The Artificial Analysis TTS Arena runs thousands of anonymous blind human preference tests on synthetic speech. In these tests, people listen to two TTS voices and select the one they believe sounds the most natural, without knowing which model produced which voice. There is no cherry-picking of samples or scores made by the company itself. This is the ultimate demonstration of how many people will prefer using each voice in the marketplace. Here are some of the results of the Gemini 3.1 Flash TTS robot:
Most high-quality TTS engines are not affordable. Most low-cost TTSes sound like TTSes that cost too much. Gemini 3.1 Flash TTS is the first TTS to confidently position itself between these models.
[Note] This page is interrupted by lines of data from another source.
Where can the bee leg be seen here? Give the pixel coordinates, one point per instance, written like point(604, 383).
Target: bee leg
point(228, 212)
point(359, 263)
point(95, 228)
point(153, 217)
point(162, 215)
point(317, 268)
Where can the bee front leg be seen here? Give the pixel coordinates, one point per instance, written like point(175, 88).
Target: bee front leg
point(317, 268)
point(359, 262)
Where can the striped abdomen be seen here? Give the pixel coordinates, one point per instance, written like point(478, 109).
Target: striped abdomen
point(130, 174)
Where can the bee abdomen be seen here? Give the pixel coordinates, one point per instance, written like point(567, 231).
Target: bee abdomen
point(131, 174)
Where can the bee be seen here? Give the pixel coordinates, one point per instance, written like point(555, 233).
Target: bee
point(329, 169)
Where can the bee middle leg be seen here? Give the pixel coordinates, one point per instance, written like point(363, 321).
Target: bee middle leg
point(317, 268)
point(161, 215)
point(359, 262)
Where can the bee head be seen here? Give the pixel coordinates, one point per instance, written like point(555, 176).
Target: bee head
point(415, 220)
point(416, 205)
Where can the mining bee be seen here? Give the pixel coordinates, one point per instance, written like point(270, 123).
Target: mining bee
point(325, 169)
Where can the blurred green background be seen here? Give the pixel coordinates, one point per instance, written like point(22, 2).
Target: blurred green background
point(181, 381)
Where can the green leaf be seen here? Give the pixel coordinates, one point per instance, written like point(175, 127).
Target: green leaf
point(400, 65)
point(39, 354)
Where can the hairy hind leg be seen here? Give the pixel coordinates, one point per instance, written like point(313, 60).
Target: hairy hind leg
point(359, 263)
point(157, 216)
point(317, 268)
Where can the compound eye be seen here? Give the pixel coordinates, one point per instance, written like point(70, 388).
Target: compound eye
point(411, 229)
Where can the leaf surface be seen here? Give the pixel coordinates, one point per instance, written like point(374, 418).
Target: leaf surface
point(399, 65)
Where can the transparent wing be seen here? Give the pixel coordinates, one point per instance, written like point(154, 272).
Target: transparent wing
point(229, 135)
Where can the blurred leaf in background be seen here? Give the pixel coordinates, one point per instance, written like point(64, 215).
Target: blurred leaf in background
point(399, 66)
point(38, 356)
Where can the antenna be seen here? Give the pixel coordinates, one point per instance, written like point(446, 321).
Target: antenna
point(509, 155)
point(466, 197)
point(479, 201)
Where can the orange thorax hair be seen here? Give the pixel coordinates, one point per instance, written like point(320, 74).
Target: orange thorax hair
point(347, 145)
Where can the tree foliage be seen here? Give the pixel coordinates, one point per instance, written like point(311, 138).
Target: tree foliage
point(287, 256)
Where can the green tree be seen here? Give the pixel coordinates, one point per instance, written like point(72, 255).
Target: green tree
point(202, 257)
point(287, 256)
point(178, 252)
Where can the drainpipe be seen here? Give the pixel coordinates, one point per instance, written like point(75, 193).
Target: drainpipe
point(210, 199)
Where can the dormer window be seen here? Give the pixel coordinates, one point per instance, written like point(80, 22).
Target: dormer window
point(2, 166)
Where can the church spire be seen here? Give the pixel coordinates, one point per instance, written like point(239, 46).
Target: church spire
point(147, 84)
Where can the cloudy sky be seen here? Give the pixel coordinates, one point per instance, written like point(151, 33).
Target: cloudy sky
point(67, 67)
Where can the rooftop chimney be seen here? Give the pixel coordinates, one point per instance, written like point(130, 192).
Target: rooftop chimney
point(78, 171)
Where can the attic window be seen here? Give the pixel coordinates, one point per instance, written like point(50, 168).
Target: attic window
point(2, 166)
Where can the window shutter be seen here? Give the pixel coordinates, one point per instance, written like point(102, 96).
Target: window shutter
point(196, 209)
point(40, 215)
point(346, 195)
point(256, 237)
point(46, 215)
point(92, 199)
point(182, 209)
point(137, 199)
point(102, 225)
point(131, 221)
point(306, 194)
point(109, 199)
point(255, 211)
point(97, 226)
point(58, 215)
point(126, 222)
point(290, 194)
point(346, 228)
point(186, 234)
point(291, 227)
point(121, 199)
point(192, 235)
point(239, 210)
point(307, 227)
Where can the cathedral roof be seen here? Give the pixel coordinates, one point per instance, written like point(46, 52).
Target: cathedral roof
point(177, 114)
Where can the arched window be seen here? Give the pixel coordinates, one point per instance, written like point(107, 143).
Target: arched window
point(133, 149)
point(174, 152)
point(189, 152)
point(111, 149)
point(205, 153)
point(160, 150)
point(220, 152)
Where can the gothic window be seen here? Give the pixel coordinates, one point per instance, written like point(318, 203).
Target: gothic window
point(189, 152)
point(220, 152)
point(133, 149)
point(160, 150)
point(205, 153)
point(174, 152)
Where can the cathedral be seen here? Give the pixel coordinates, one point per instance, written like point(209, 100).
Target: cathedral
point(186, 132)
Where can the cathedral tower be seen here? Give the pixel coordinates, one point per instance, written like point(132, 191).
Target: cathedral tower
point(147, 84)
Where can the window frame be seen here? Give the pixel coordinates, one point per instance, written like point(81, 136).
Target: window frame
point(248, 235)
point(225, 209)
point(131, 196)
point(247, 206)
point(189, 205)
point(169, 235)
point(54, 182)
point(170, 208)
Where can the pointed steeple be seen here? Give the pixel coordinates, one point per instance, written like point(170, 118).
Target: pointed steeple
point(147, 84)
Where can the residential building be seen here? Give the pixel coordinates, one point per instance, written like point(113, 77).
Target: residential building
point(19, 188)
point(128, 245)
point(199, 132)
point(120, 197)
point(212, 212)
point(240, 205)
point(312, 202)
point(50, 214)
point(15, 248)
Here’s how it stacks up against the leading AI TTS models across criteria that matter:
| Feature | Gemini 3.1 Flash TTS | ElevenLabs Multilingual v3 | OpenAI TTS HD | Azure Neural TTS |
|---|---|---|---|---|
| Elo Score (Artificial Analysis) | 1,211 | ~1,150 (est.) | ~1,090 (est.) | ~1,020 (est.) |
| Audio Tags / Emotion Control | Native, inline | Voice cloning only | None | SSML tags only |
| Multi-Speaker Dialogue | Native, single call | Requires stitching | Requires stitching | Limited |
| Language Support | 70+ languages | 32 languages | 57 languages | 140+ languages |
| Accent + Pace Control | Per-speaker, natural language | Via voice cloning | No | SSML only |
| Scene / Context Direction | Yes | No | No | No |
| AI Safety Watermarking | SynthID | No | No | No |
| Export as API Code | One-click in AI Studio | No | No | No |
| Free Tier / Playground | Google AI Studio | Limited trial | Playground | Limited trial |
| Best For | Creative + expressive apps | Voice cloning projects | Simple, clean narration | Enterprise scale |
AI voice technology has been around for a long time, and it has been “good enough” for many uses. However, AI voices were not “good enough” for usage in contexts that require a human voice to portray emotion, or to offer the user any form of creative control.
Gemini 3.1 Flash TTS changes all of that. The rich set of features makes it the very first AI-based speech model that can truly compete with a recorded human voice, especially for use in creative applications.
The three projects above are just your entry point. Think interactive fiction with branching voiced narratives, multilingual customer service agents with regional accents, or even AI tutors that sound like they care. With Gemini 3.1 Flash TTS, the sky is the limit.